To the Beloved Chefs

Our food editor, Dorothea Hunter Sönne, pens a love letter to the chefs that shaped the local food scene—and her career.

BY January 24, 2020
The forefather of fresh, innovative food in the region, Tony Ridgway, photographed in his Naples restaurant on Third Street. (Photo by Scott McIntyre)

I owe Fabrizio Aielli big-time. Aielli is the chef and owner of Sea Salt, Barbatella, Dorona and now Grappino. Though we’re friends now, he doesn’t know that it was a dinner at Sea Salt, almost exactly 10 years ago, that  sold me on moving to Naples from New York City. 

Back then, the town was still reeling from the shockwaves of the Great Recession. Fifth Ave didn’t yet have Tulia, Bha! Bha! or Grace & Shelly’s. On Third Street, Sea Salt had just made its big splash a year earlier, earning a Best New Restaurant nod from Esquire magazine. 

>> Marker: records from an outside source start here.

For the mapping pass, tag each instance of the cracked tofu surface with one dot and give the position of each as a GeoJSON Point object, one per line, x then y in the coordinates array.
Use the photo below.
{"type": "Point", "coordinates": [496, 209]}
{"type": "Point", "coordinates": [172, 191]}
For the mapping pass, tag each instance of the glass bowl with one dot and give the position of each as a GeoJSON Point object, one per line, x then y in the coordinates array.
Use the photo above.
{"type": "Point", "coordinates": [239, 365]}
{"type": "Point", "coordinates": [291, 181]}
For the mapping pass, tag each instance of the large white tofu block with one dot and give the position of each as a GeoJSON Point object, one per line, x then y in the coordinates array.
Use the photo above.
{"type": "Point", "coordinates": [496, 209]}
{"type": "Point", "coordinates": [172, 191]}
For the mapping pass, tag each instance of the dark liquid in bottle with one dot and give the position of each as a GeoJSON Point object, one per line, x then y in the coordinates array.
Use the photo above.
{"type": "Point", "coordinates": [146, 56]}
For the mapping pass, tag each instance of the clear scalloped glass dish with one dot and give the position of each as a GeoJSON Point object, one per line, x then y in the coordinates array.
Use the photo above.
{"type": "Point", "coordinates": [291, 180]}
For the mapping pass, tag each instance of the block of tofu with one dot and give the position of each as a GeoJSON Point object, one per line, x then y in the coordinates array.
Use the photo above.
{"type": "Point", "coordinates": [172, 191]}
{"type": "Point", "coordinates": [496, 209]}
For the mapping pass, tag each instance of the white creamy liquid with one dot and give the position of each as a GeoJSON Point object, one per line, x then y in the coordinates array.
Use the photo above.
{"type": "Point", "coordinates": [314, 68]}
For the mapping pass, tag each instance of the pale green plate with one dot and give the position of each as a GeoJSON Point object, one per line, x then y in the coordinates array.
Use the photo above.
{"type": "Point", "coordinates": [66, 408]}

For someone like me who defined her existence on being surrounded by not just good food, but great food, I wouldn’t have been able to pack my bags if I hadn’t ended up on Aielli’s patio that January night when my husband and I were being courted by the firm that was trying to woo him down here. I remember the cacophony of 100 happy diners to our left and right, and how I kept dipping into the complimentary sea salt tasting flight. A piece of local fish served in a near-virgin state is still among the best I’ve ever had. When we were walking away, I said to my husband, “We can do this.” 

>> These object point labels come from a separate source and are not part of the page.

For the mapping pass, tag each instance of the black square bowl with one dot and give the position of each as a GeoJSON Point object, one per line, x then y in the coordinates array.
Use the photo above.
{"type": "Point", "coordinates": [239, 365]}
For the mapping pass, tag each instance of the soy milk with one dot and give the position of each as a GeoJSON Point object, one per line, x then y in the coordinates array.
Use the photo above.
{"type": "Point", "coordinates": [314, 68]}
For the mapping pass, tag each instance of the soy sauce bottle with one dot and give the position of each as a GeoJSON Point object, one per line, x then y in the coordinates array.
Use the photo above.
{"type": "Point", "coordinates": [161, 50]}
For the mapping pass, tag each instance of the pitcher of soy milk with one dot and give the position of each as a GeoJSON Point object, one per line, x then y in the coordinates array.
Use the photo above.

There are other chefs I feel indebted to, as well. Visionaries who, like Aielli, sculpted our food scene and set the stage for blazing talent like Vincenzo Betulia, Asif Syed, Andy Hunter and Joe Pittman to flourish. Pioneering chefs who still keep things interesting for curious diners like myself. 

Directly across the street from Sea Salt is Campiello and The Continental, both owned by Richard D’Amico. Since the late ’90s, D’Amico, his brother, Larry, and their business partner, Paul Smith, have directed Southwest Florida’s cool compass. The Continental was one of the first places to create an innovative craft cocktail program, for example, and the trio always seems two steps ahead of design trends. Richard once compared the magnetic patio at Campiello to an “old shoe” because it’s so comforting.
Sure, if that old shoe is a velvet Gucci slide. 

If D’Amico is the Zaha Hadid of the scene, Ridgway is its Frank Lloyd Wright—the original trailblazer. D’Amico is the first to say that Ridgway and his business partner, Sukie Honeycutt, have done more than anyone else to propel the culinary culture. After landing here from Chester County, Pennsylvania, five decades ago, Ridgway was the first to make moves on Third, when he opened The Wurst Place in 1971. The Ridgway Bar & Grill chef and owner also dipped his feet early at the Village Shops on Venetian Bay, where Bayside Seafood Grill & Bar still takes the (crab) cake for its refined seafood entrées and superlative waterfront views. If it hadn’t been for Sukie and Tony, who knows if either area would be the restaurant magnets they are today. 

While a visit to Ridgway Bar & Grill undeniably carries a sense of gravitas, The Veranda is the culinary anchor in Fort Myers. Dinner here feels like stepping into local history. The turn-of-the-century grande dame, around the corner from the Edison and Ford homes, is shielded from the surrounding modern office buildings by towering palms and other native trees. After 42 years, the Peden family still runs the top-notch steak and seafood house. 

An interesting character whose experimenting has spanned both counties is Michael Hernandez. He tends to launch big and bright projects, usually one at a time, in unexpected locations. A consummate risk-taker, Hernandez was one of the first to bet on upscale beach dining when he founded The Mad Hatter, one of the only restaurants directly on Sanibel’s pristine sands. He was also among the first to bring haute American fare into Fort Myers with Bistro 41, where the menu leads on food trends. Perhaps more importantly, he helped turn Fifth Ave in Naples from—if we’re being honest—a gauche touristy area in the early ’90s into a legitimate dining destination, with Bistro 821 and Zoe’s (now home to his industrial-chic, small plate-centric restaurant, Hob Nob). 

I’d love these chefs and their restaurants even if I didn’t have a personal connection to most of them, but what has made me want to pen an ode like this is that through their bold and big-hearted kitchens, these chefs  have made life here better (and tastier) for all of us who call this region home—or a dream vacation spot.